20180729_153306_HDR TF-IDF approach by the Genie team
This is the slide from the Genie team that illustrates the TF-IDF approach. No, it does not make it clear to me what TF-IDF is, or how they applied it, or what does it mean to get "class" as an output from a medical text. A class of what? Of genes? Of their mutations? Googling could not tell me that, because "class" is such a generic word, even in the context of genetics. But this slide contains an example of text that they analyzed. The names of genes and their mutations are in red.
"Genie" was the name of the project presented at the Women In Tech Machine Learning product hackathon that applied natural language processing to genetics.

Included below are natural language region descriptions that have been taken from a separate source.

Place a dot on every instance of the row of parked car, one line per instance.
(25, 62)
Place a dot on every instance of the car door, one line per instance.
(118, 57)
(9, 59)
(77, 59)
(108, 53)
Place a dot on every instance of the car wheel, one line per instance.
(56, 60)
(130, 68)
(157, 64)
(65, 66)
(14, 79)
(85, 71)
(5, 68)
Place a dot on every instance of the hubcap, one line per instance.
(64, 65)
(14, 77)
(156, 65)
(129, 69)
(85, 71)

I tried to understand what the Genie team did. Since I know nothing about genetics, it turned into an exercise of "how much can I understand from these slides by googling genetics for an hour?". Understanding slides without a narrative is so much more difficult than understanding the speaker's explanation. Eventually I concluded that the goal of the Genie project was to identify genes and their mutations or variants from the text. (Wikipedia tells me that a gene variant may or may not be a mutation; apparently it's a more general term.)
So for example, the strings in red in this picture would be the names of genes and their mutations identified by their machine learning application. So their application, if you feed it a text like the one above, would be able to say: here's what genes and mutations this text is talking about.

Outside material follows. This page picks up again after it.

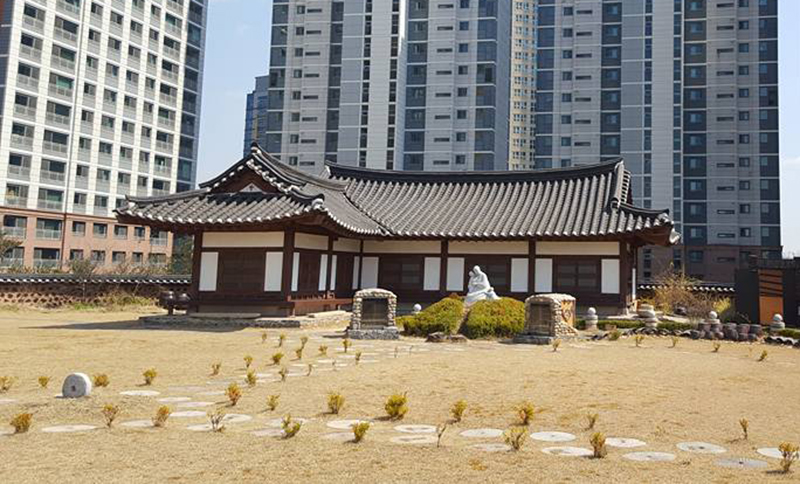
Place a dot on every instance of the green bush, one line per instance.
(445, 316)
(502, 318)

The Genie team also tried other approaches. In the "Doc2Vec and Neural Networks" method, they converted the text to a 1-dimensional vector using Doc2Vec, then trained a neural network in Keras to find correlations between vectors that correspond to the same gene / variation combination.
Goal: live gene and variation key words to identify the gene from the text
They mentioned how varying some parameters in their model lead to better or worse results. I know way too little about machine learning to understand what those parameters represent or how they lead to better or worse results. It's just that the word "overfitting" was involved. They also found that this approach had a downside: the output vector has to be the same dimension as the input labeled set, so we cannot account for new genes.
They also tried a Name-Entity Recognizer, or NER approach. This attracted my attention when I realized that I use something like that in my personal project, SkillClusters. In the Genie team NER approach, they used a -- to quote their slide -- "custom entity dictionary, which is basically a substring match". I do the same with SkillClusters, where every term is a key in a dictionary. And the downside they observed -- "can only find what you list (so we cannot account for new genes), and it is not context-sensitive", sounds familiar to me too. In SkillClusters I too can only extract from software development job ads the skill keywords that are already in my dictionary. I keep expanding it all the time as I see new-to-me skills in software development job ads, but there are always more.
And that's why, despite me knowing nothing about genetics, this project appealed to me more than others at the hackathon. I saw my own struggles in it.